Updated: Updated: Cloud
Architects are buzzword slayers—when we hear buzzwords, we are compelled to translate them into one or more meaningful decisions with clearly understood trade-offs. One decision that just about every large enterprise is grappling with these days is whether or not to use multiple clouds. Using decision models and structured thinking help us tone down the buzz and debunk some common multi-cloud myths along the way.
The best part of my job is meeting smart people. Not only do they challenge me to sharpen my thinking, but they usually know more about their business than I do. So, rather than tell them what to do, I prefer to share mental models that allow them to make a better decision.
I have long asserted that architecture is defined by meaningful decisions. This doesn’t imply that architects need to make all those decisions. Quite the opposite: they help others make better decisions. Or, as I opined on Twitter:
Architects aren’t the smartest people in the room. Their primary job is to make everyone else smarter, for example, by getting folks to see more dimensions.
Decision making is a fascinating and broad topic and unsurprisingly has inspired several past blog posts, e.g. when I cautioned that you might be unaware of making major decisions and wondered whether IT’s biggest decisions are its worst.
Start with “Why”
Architects tend to ask a lot of questions and the most useful question of all is “why”. Not only is it the basis for the famous “five whys” method of root cause analysis (more on the benefits of asking questions in the chapter Question Everything in The Software Architect Elevator). So, when the discussion comes to multi-cloud, it’s only apt to ask why you’d want to consider that option. Asking “why” doesn’t mean questioning the customer’s initiative. Rather, you can only help them find a better solution if you understand the problem they are looking to solve. Too often the problem is portrayed as “we need to implement this solution”. Bringing architecture decision models won’t do much good after the decision has already been made and folks are merely looking for justification.
My starting point for multi-cloud discussions is a decision model I shared several years ago:
The model provides a neutral vocabulary and helps unearth a variety of motivations:
- Using the best suited (or lowest cost) cloud service for a given problem (Segmented)

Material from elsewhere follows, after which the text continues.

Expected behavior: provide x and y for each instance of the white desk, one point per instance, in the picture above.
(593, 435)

- Providing freedom of choice to business units (Choice)—it’s one way of providing options; we’ll get to that soon
- Increasing application availability (Parallel)
- Reducing switching costs, which can be used to increase negotiation power with a credible threat to “pack up and leave” (Portable)
Frequently, there are additional motivations:
- Having inherited multiple clouds due to acquisitions (Arbitrary)
- Balancing IT spend across vendors (more likely than you might think)
- Protecting against vendor default or product discontinuation
- Fulfilling regulatory guidelines or customer expectations
- Assuming cloud platforms will still drastically evolve and it’s too early to make a pick
- The fear of betting on the wrong horse, or being blamed for it
The list goes on. All of those have come up in customers conversations, and although they are worthwhile motivations, they all entail significant trade-offs (my 9 poor ways to select a cloud provider might provide useful background reading). When a lot is at stake—cloud vendor decisions can reach into the double-digit millions—and the options space is nuanced, architectural thinking helps organizations see both the cloud trees and the multi-cloud forest.
Architects sell options
One of the best insights into architects and decisions stems from Martin Fowler’s classic article Who needs an architect?, published in IEEE Software Magazine back in 2003:
One of an architect’s most important tasks is to eliminate irreversibility in software designs.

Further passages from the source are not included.